Reflections on Introduction: ‘Being…Where?’ Performing Fields on Shifting Grounds, Simon Coleman and Peter Collins, pp1-21 in: Coleman, S. and Collins, P. (eds) (2006) Locating the Field: Space, Place and Context in Anthropology, Berg, Oxford.
Coleman and Collins start their introduction to Locating the Field by reflecting on the way the physical landscape of the places in which anthropologists have historically studied frames the very way anthropologists understand being in the world. Early studies of tribal people have tended to think of “place as a container for culture” (p2). The ‘field’ then operates as a delimited area in which research could be conducted.
A range of factors seem to have led to a change in the way ‘the field’ and place are understood by anthropologists, notably, the rapid acceleration of processes of globalisation. Globalisation has made mobility and communication between places blatantly obvious and has made it difficult to draw neat boundaries around research sites even in remote locations. But at the same time that globalisation has resulted in the blurring of boundaries, it’s drawn academic attention to the ways in which place itself is a given its meaning through social processes.
This in turn has led to proposals for new ways to do fieldwork – including ‘multi-sited’ studies, studies focused on ‘routes’ of movement rather than ‘rooted’ places, studies that follow their subjects rather than statically remaining in place.
The move away from understanding place as a kind of closed system leads makes a couple of traditional research techniques tricky; by blurring the edges around places, comparisons between places become problematic; and it becomes increasingly difficult to get a handle on the ‘context’ of social actions when the (spatial) context of social relationships is hard to identify. In our highly connected world, anthropology may find itself limited if it continues to privilege information about people acting face-to-face with one another, and to privilege information collected by a researcher in place watching those events unfold.

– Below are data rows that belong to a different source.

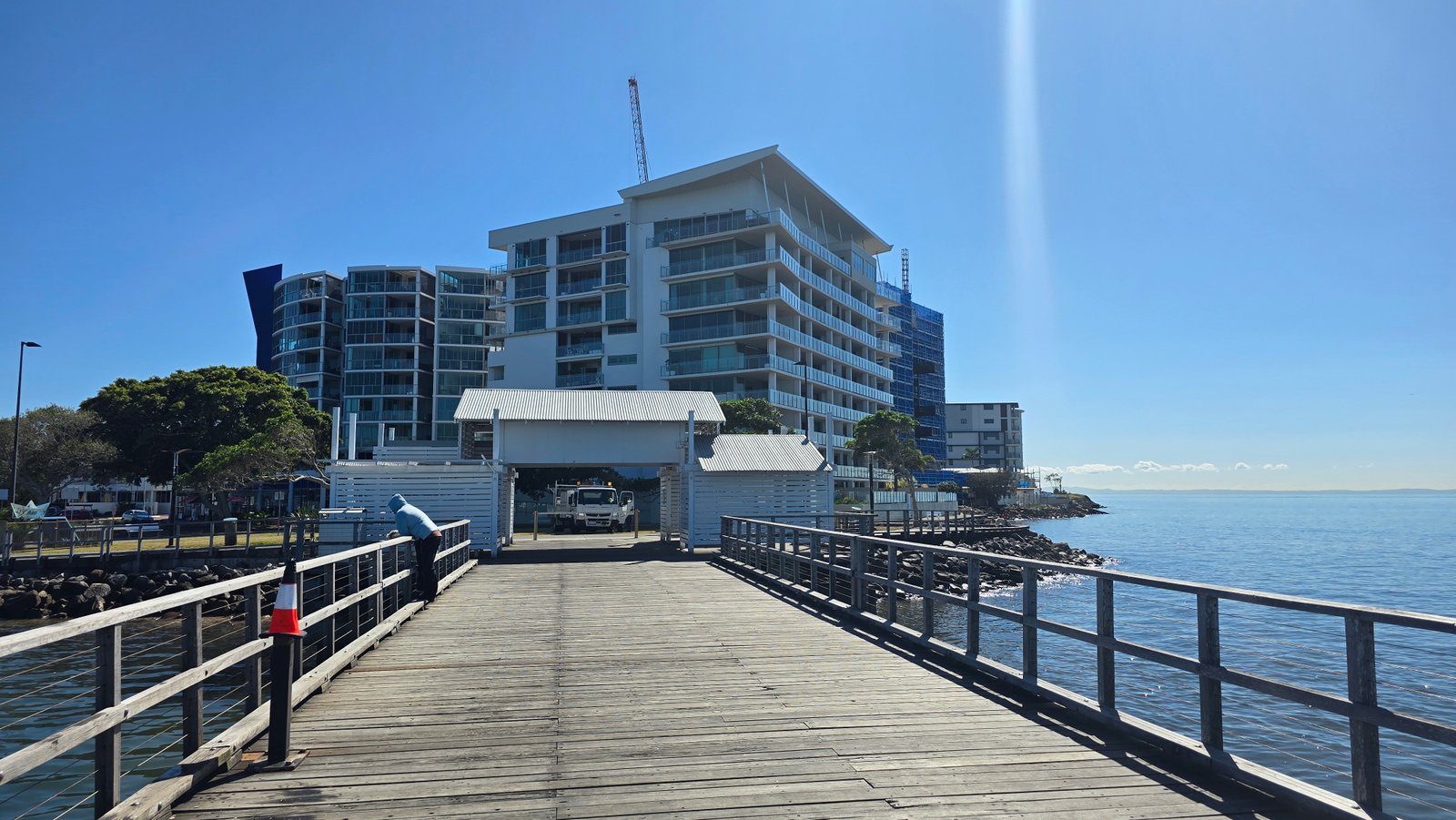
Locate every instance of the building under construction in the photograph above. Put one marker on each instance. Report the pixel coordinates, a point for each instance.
(919, 371)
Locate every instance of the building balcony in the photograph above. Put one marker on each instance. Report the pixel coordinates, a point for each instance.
(580, 380)
(380, 288)
(717, 332)
(584, 318)
(699, 300)
(579, 255)
(579, 288)
(586, 349)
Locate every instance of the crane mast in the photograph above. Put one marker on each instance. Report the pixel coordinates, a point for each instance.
(637, 130)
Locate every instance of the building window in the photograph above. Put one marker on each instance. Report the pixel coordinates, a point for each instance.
(616, 238)
(531, 317)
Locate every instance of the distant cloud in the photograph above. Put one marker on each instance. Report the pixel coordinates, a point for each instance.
(1157, 468)
(1096, 470)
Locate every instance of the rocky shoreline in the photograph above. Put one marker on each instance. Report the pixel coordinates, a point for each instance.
(73, 596)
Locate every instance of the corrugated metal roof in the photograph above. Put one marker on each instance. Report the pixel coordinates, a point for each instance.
(757, 453)
(587, 405)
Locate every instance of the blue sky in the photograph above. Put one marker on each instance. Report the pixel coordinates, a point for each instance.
(1184, 237)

Coleman and Collins also reflect on a turn within anthropology to do research ‘at home’. That is, to turn their attention to Western social life instead of communities on other parts of the world and to reflect critically both on the powerful as well as the powerless.
Not only do Coleman and Collins suggest that recent decades have seen a re-think on the way anthropologists understand place and space, they also suggest they have seen a re-think on the impact of history. That is, historically, anthropological works have tended to report ‘culture’ as something relatively static, or at least traced the continuity of meaning attached to symbols among particular people groups. In the same way that places have been ‘dislocated’, they suggest cultures have been ‘destabilised’.
This has sparked a range of questions for me in my project:
- I’m interested in Christian migrants…should I focus on all the Christian migrants within a particular locality in Melbourne? Or, should I focus on Christian migrants from a particular locality abroad that may have settled across the city?
- If research subjects are involved in remote networks, surely we need research methodologies that can reflect, capture and assess the significance of such connections? How can the researcher ‘be present’, not just at either end of a communication conducted via email, skype or chat, but actually observe and analyse it as it’s taking place as you might be able to do with ritual in a tribal setting?
- Am I doing research ‘at home’? I intend to work with people outside my particular ethnic heritage, but we live in the same city – perhaps even suburb. Does it matter? I’ve heard lots of other social science researchers talk about the problem of shifting between being counted as ‘insider’ and an ‘outsider’. Surely this is just another version of the same problem?